Le général de corps d’armée Ahmed Gaïd Salah, ex-chef d’état-major de l’Armée nationale populaire (ANP) algérienne et vice-ministre de la Défense nationale, est décédé lundi 23 décembre. Le Président de la République Abdelmadjid Tebboune, chef suprême des armées et ministre de la Défense nationale, a décrété trois jours de deuil national et sept jours de deuil au sein de l’ANP.
Dans un entretien accordé à Sputnik, Brahim Zitouni, analyste politique et porte-parole de la compagne présidentielle du Président Abdelmadjid Tebboune, a affirmé que la relation qui lie les Algériens à leur armée «trouve son origine dans la lutte pour l’indépendance». Selon lui, l’avenir du pays «est dans la jonction entre industries militaires et civiles».
«À peine annoncée la nouvelle du décès du chef de l’Armée nationale populaire, Ahmed Gaïd Salah […] qu’ont fleuri immédiatement les sempiternelles analyses, en provenance des mêmes cercles d’influence culturelle, sur la prééminence du rôle des militaires en Algérie, pour dénoncer avec véhémence ce qui serait une dictature qui n’aurait rien à envier dans son contenu aux pires régimes confiscatoires d’Amérique latine», a affirmé M.Zitouni. «Les funérailles nationales et populaires réservées très justement au chef des forces armées algériennes, pour les accomplissements éminemment politiques qui furent les siens durant ces 10 mois de révolution populaire adressent un seul et unique message aux puissances de la castration: l’Algérie et son peuple sont encore debout», a-t-il ajouté.
Pourquoi cette offensive médiatique?
Pour ce spécialiste, l’offensive «agressive» orchestrée par les médias français, «notamment France 24», procède de «la volonté délibérée d’orienter nos devenirs vers des logiques de dilution de notre personnalité nationale, cherchant par tous les moyens à empêcher la jonction entre industries militaires et industries civiles». Selon lui, ces médias et «ceux qui leur commandent» ce genre de campagne tentent également «d’imaginer des fissures entre généraux du haut commandement prenant leurs désirs pour des réalités».

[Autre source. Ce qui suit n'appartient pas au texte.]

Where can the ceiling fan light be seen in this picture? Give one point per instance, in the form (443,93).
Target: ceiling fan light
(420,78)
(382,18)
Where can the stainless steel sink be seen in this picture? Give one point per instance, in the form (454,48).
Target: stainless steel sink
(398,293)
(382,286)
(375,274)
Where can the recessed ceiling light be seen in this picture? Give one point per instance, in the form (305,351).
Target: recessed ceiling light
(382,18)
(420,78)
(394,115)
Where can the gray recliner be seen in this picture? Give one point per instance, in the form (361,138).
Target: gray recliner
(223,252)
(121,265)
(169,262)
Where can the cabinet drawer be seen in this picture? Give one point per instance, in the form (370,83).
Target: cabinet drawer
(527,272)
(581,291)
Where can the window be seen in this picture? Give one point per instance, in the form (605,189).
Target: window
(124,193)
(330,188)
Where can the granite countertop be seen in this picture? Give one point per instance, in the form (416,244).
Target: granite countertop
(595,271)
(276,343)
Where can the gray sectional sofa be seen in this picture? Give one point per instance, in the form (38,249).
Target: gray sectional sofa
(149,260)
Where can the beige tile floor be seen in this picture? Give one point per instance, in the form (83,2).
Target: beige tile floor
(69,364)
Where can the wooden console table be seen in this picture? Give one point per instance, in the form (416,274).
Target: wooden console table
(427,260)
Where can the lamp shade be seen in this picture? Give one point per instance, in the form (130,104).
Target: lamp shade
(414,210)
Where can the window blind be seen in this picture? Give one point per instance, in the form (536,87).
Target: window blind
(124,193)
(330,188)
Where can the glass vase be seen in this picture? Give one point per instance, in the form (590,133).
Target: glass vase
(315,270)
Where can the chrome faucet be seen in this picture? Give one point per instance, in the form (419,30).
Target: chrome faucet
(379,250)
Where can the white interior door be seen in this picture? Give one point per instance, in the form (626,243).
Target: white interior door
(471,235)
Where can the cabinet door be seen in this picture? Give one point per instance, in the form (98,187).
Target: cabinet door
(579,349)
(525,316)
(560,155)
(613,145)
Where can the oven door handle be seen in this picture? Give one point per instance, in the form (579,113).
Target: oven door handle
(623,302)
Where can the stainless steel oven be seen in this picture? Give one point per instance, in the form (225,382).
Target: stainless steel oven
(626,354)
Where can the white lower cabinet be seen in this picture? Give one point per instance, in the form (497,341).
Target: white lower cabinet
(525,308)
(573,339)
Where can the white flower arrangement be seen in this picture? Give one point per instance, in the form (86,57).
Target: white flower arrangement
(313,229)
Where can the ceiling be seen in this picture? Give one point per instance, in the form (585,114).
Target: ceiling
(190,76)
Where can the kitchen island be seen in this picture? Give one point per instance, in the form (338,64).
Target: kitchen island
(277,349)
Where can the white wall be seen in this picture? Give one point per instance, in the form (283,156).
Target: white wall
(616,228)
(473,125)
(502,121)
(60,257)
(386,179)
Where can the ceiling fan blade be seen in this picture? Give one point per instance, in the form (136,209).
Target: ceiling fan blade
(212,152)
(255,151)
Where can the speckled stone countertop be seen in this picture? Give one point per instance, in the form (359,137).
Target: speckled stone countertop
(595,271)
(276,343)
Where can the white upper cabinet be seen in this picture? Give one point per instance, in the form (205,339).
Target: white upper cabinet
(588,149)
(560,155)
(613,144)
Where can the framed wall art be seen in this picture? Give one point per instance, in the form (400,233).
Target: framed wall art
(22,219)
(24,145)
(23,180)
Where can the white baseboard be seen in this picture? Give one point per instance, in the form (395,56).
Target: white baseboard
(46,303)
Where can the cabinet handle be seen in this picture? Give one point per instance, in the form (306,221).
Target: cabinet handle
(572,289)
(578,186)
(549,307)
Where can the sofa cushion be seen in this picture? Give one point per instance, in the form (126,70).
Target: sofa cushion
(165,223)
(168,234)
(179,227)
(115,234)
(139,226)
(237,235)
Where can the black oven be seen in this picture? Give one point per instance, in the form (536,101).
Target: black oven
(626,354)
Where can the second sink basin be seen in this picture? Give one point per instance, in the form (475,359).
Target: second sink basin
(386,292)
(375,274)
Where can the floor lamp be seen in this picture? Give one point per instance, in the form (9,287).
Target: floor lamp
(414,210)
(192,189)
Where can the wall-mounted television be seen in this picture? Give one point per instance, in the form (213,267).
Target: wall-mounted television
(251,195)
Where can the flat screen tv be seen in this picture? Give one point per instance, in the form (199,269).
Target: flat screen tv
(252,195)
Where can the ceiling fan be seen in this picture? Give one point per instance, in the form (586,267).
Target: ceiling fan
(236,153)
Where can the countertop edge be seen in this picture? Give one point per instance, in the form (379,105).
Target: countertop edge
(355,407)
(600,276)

Expliquant le modus operandi, Brahim Zitouni indique que cette campagne s’appuie «d’une part sur l’immigration algérienne soumise à un bombardement idéologique de très grande intensité […] et d’autre part les élites francophiles des villes algériennes qui ont une longue habitude de la proximité culturelle du fait colonial». Il souligne par ailleurs que ceci se trouve à l’inverse de «l’ANP dont les membres pauvres ou désargentés sont dans leur écrasante majorité issus des villes de l’intérieur du pays, aux traditions encore marquées par la ruralité berbérophone et arabophone toutes deux empreintes de valeurs islamiques». Tout «comme le christianisme orthodoxe nourrit le patriotisme russe slave sans que cela ne soulève pour autant une telle réprobation», poursuit-il.
Aux origines révolutionnaires de la relation peuple-armée
Selon l’expert, les fondements de cette solide relation entre les Algériens et leur armée, malgré les oppositions, sont à chercher dans «les ressorts salvateurs et permanents qui menèrent à l’indépendance algérienne et qui expliquent aujourd’hui encore […] la posture défensive du peuple ainsi que l’organisation politique de la République algérienne démocratique et populaire délibérément assumée et revendiquée autour de son institution militaire et demain de ses industries militaires».
L’événement historique déclencheur est le fait que «systématiquement le colonialisme a assassiné les leaders charismatiques, essentiellement issus de l’aristocratie rurale et religieuse […] jetant dans l’ignorance, l’analphabétisme et la famine des générations entières dans un geste de "bienfait civilisationnel" à nul autre pareil», selon Brahim Zitouni précisant que «c’est ce moment-là que choisit la nation pour rassembler ses ultimes forces autour de l’ALN [Armée de libération nationale, ndlr] dans le but de bouter le colonialisme hors du pays».
Dans le même sens, il soutient que cela a marqué «d’un fer rouge sang indélébile la construction de l’État national, dans une posture populaire et un rapport à l’ALN puis à son prolongement étatique privilégiant d’abord l’institution militaire en tant que cœur battant de la volonté populaire nationale».
Évoquant l’opposition, M.Zitouni affirme que «ce sont ces acquis exceptionnels d’une société guerrière recroquevillée sur ses valeursles plus profondément enfouies, tournée vers la défense de sa société comme il n’en existe certainement pas dans le monde arabe […] qui gênent les tenants du slogan douteux "l’armée dans les casernes"». Ceux-là mêmes qui cherchent «aujourd’hui à "démocratiser" la vie politique à coups de slogans spécieux, comme hier la France coloniale tentait "de pacifier" le pays réel à coups de bombardements dans les campagnes et celui plus artificiel» dans les villes, conclut-il.